# Excercise 1.1: Annotation & reliability

## Data

Here's a sample class wrapping the main abstraction, the `Dataset`.

The following utility reads the 20 newsgroups data into a Dataset object. It sets the label to True if a message comes from the talk.politics.guns group, and to False otherwise.

In [None]:
from dataset import Dataset
from sklearn.datasets import fetch_20newsgroups

def guns_dataset_factory(subset='train', labelled=False):
    """ Fetches newsgroup data and returns a Dataset. """
    newsgroups = fetch_20newsgroups(subset=subset)
    
    # Transform to guns or not.
    labels = {i: name == 'talk.politics.guns' for i, name in enumerate(newsgroups.target_names)}
    dataset = Dataset({text: labels[i] for text, i in zip(newsgroups.data, newsgroups.target)})
    return dataset

pool = guns_dataset_factory(subset='train')
test = guns_dataset_factory(subset='test')

## A random sampler

We need a way of choosing which data to annotate next. Let's start with a random sampler. This is how most crowd annotation is set up.

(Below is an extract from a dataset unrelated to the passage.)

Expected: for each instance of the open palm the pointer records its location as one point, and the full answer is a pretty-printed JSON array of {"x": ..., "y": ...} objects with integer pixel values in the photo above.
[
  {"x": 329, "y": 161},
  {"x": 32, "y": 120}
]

Our `Sampler` base clase includes some utilities for sampling, training and scoring. Other samplers inherit from `Sampler` and must implement the `__call__` method, which takes one argument (a dataset).

`Sampler` objects must be initialised with a sklearn classifier or pipeline. We use multinomial naive Bayes as a baseline since it is [fast to train and can achieve competitive accuracy](http://scikit-learn.org/stable/auto_examples/text/document_classification_20newsgroups.html).

Our `Random` sampler simply shuffles the unlabelled data, then returns the first `batch_size` items.

In [None]:
from samplers import Random
from sklearn.feature_extraction.text import TfidfVectorizer
from sklearn.naive_bayes import MultinomialNB
from sklearn.pipeline import Pipeline

pipeline = Pipeline([
        ('vectorizer', TfidfVectorizer(sublinear_tf=True, max_df=0.5, stop_words='english')),
        ('clf', MultinomialNB(alpha=.01)),
    ])

random_sampler = Random(pipeline, batch_size=10)
for i, (text, label) in enumerate(random_sampler(pool)):
    print(i, label, repr(text[:80]))

## Simulated experiments

Now we can run simulated experiments. `run_simulation` takes a sampler and runs `n` complete simulations. It returns:
* `train_sizes` - the training set sizes for each simulation
* `train_scores` - f1 scores over the training set
* `test_scores` - f1 scores over the test set

Each is a list of tuples, with one tuple per iteration of sampling. Each tuple contains `n` values, one per simulation.

In [None]:
from evaluation import run_simulations

# suppress sklearn FutureWarnings in terminal output
import warnings
warnings.simplefilter(action='ignore', category=FutureWarning)

# run a simulated experiment and plot learning curve
random_sampler = Random(pipeline, batch_size=2000)
train_sizes, train_scores, test_scores = run_simulations(random_sampler, pool, test, n=3)

print(train_sizes)
print(train_scores)
print(test_scores)

## Learning curves

Plotting performance against the number of examples gives a quick visual indication of whether more annotation will help.

Here, the lower, green line corresponds to the test f1 score. This is our estimate generalisation to unseen data, our best guess of live system performance.

When test performance flattens out, more labelled data probably won't help with this classifier.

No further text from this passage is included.